# pick 2



## hideit (Oct 3, 2007)

vote on one 9mm and one 45acp
based on several open threads i have tried to condense them to get to one poll
one should be able to vote twice - one for a 9mm and one for a 45acp
IF I DID IT CORRECTLY


----------



## hideit (Oct 3, 2007)

it actually worked!
vote for one each
i hope to see if this poll is the same as my understand of most of the threads over the last several months


----------



## DogRanger (Apr 12, 2008)

If this poll stays the way it is, there's more people who think like I do than I thought. :smt023


----------



## JeffsSig (Jul 13, 2008)

I had to Vote on the 19 and XD45.
2 Fine guns!!!


----------



## DogRanger (Apr 12, 2008)

JeffsSig said:


> I had to Vote on the 19 and XD45.
> 2 Fine guns!!!


+1............same here.


----------



## Don357 (Dec 4, 2007)

Since the choices were so limited, I had to vote for the S&W's.
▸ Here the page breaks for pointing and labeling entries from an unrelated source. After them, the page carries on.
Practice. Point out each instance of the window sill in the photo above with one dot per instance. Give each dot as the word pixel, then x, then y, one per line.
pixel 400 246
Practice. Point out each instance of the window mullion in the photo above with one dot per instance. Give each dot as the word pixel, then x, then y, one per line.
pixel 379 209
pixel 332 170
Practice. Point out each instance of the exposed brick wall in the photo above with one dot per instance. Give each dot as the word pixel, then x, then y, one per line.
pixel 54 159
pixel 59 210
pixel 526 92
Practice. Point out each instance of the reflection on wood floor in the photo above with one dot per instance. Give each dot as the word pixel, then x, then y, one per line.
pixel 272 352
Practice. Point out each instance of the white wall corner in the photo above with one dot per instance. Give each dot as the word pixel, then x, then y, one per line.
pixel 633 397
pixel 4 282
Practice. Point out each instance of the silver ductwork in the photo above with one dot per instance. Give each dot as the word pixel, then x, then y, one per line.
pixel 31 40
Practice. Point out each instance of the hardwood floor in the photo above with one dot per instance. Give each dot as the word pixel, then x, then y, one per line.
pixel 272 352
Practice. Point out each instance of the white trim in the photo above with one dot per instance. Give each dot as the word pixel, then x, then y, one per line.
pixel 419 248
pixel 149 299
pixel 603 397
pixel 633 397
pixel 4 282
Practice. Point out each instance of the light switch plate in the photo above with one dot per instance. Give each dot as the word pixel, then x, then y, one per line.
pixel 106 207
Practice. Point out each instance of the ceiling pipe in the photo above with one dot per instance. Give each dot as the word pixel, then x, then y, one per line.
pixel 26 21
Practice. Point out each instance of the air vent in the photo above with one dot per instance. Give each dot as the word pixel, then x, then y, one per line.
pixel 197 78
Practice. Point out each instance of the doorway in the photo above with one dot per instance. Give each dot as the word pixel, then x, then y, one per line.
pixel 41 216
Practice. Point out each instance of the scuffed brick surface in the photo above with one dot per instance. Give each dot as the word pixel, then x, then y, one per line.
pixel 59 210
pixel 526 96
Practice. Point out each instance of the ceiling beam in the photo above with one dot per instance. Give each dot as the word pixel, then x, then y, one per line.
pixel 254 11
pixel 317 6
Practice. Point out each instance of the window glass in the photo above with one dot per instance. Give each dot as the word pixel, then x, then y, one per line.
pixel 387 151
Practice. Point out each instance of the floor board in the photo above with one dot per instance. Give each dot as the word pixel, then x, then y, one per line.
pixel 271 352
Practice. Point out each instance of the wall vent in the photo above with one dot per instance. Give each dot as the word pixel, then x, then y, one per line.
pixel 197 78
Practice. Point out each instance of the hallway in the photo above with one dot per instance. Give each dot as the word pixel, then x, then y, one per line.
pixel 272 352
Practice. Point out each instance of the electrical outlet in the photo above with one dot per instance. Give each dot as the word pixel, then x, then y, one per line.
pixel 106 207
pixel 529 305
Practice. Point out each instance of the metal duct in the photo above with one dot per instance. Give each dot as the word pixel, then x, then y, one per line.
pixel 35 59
I looked at some XD's and they just don't feel right for some reason, and to me Glock is not a choice, it's a last resort. Only if nothing else is available and it's an emergency.


----------



## Ram Rod (Jan 16, 2008)

> and to me Glock is not a choice, it's a last resort. Only if nothing else is available and it's an emergency.
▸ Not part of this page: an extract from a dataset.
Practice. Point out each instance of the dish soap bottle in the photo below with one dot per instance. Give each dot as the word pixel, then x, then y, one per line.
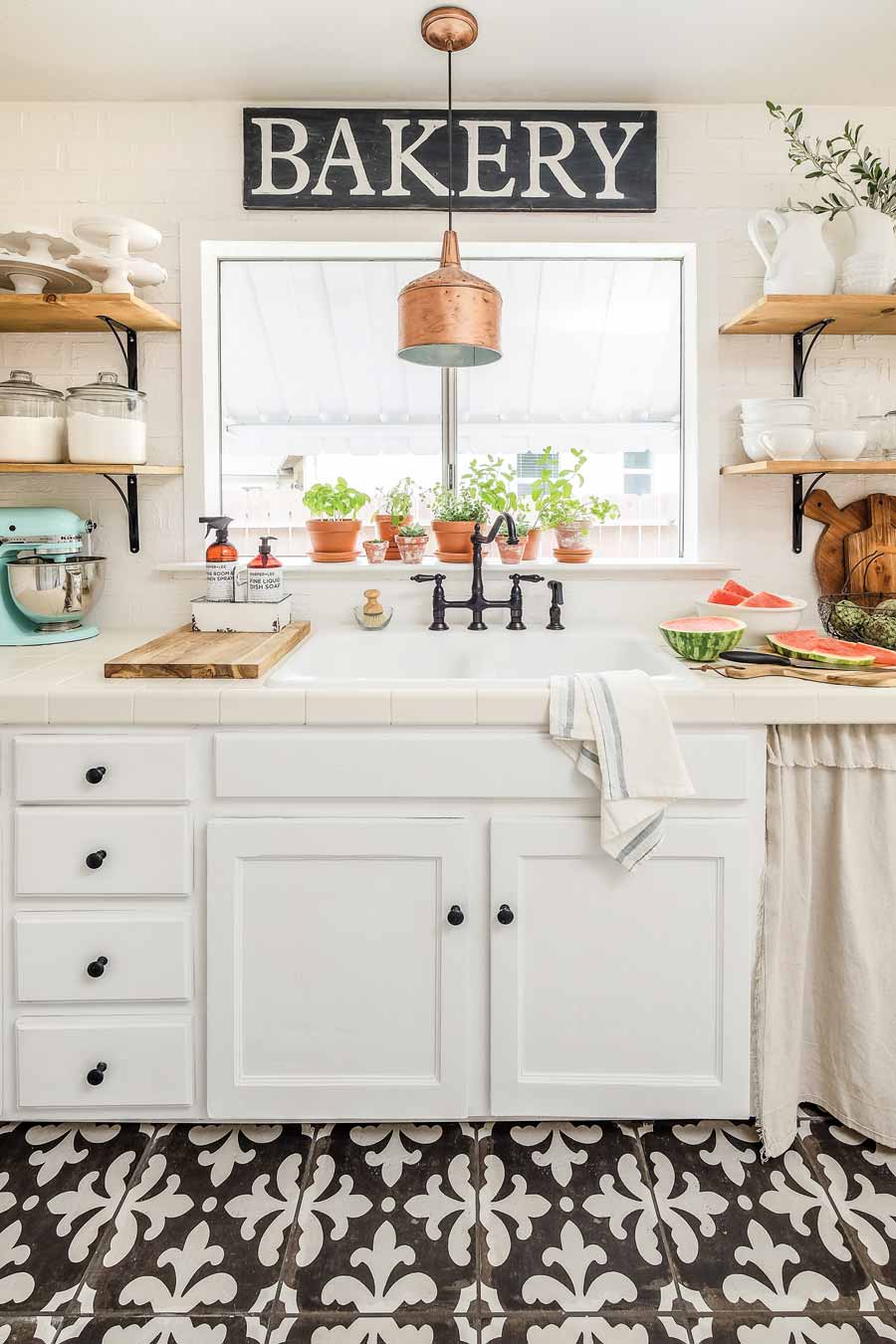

Ah----the simple reasons I choose to carry Glock. Yes---my last resort, and it will be an emergency, but it will be depended upon no doubt...that's why it's my first choice. Let the poll speak for itself---G19 tops the list for now, and the G30 is neck at neck. The G30 didn't pan out so well to my liking, but they have come out with the SF version which may be a better option.


----------



## tekhead1219 (May 16, 2008)

Chose both the 9 and the 45 in XD. Haven't shot the others. Did shoot a Glock .40 (don't remember the model) and just didn't like the way it felt or recoiled as compared to an XD.


----------



## Don357 (Dec 4, 2007)

Ram Rod said:


> Ah----the simple reasons I choose to carry Glock. Yes---my last resort, and it will be an emergency, but it will be depended upon no doubt...that's why it's my first choice. Let the poll speak for itself---G19 tops the list for now, and the G30 is neck at neck. The G30 didn't pan out so well to my liking, but they have come out with the SF version which may be a better option.
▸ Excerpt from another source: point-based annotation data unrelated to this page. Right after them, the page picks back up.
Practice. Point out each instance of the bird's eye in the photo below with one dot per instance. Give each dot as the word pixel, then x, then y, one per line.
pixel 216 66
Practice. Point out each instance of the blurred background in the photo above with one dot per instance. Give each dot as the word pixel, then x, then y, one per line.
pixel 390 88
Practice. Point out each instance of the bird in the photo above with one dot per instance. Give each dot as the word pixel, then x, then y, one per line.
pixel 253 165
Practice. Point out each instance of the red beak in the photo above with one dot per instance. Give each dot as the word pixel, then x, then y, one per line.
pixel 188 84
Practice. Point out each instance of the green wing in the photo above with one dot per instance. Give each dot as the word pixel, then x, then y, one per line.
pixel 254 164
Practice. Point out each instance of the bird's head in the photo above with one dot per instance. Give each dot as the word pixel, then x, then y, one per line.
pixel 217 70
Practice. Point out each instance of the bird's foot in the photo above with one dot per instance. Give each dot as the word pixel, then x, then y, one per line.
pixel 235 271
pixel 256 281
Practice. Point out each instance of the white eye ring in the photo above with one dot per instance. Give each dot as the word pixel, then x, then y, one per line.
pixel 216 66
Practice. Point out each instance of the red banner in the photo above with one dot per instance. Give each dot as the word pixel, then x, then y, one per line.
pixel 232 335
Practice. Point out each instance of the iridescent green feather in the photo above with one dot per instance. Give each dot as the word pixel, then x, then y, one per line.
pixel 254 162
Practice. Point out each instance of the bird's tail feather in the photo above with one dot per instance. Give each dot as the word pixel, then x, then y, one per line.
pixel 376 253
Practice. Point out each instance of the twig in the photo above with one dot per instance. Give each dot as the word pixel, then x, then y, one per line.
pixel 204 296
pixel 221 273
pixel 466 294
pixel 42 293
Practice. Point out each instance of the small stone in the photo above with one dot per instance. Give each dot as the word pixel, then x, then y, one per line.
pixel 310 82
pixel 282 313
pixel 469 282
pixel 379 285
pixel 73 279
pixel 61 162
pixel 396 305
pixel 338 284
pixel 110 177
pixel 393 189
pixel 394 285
I didn't mean that I like Glucks, I meant that I would pick anything before I'd pick one. Not that they're not good guns, they are. I just don't like 'em!


----------



## Spartan (Jan 1, 2007)

G19 and XD. Not only did I vote for these, I bought them too.


----------



## DevilsJohnson (Oct 21, 2007)

I've had a couple Glocks and they will do what you pay for that's the truth. I just don't like the way they feel in my hand. I've held the XD and MPs but really don't care for those too much either...I couldn't vote. All of them according to reports are pretty good pistols..just wont find their way into my collection. I do have two 9mm though..A springer 1911 9mm and a 226 Sig. I'd lean to the Sig there just because it shoots so well and nas yet to not cycle no matter how much I torture it. AS to 45s I think I've talked about those a million times being a 191 nut. I have been having a lot of fun with a Model 25-2 S&W wheel gun though. It's a lot of fun to shoot:smt033


----------



## Glockamania® (Dec 21, 2006)

Glock.


----------



## Big_Jim (Jan 18, 2008)

I have glocks now, but if i was starting over I woud look closely at the M&P's


----------



## JustRick (Sep 14, 2008)

You misspelled "CZ 75 SP-01 and FNP 45." HTH. :smt083


----------



## hideit (Oct 3, 2007)

:smt084:smt084:smt084since i posted this the FNP-45 has been announced but with no reports
i guess it will be a while
would love to see a comparison between the xd45 and the FNP-45

that will be a real "duke em out fight"
someday when we can get our hands on them


----------



## bill5074 (Jun 23, 2008)

None of the above


----------



## Tuefelhunden (Nov 20, 2006)

I voted G19 and G30. Lots of support for the XD tho I see. Maybe I'm missing somthing. A little surprised the G30 isn't getting more love. It's a fat boy but it sure shoots nice and freakishly accurate.

Tuefelhunden


----------



## tekhead1219 (May 16, 2008)

tekhead1219 said:


> Chose both the 9 and the 45 in XD. Haven't shot the others. Did shoot a Glock .40 (don't remember the model) and just didn't like the way it felt or recoiled as compared to an XD.


have since shot a Glock 34.....sticking with the XD.:smt023


----------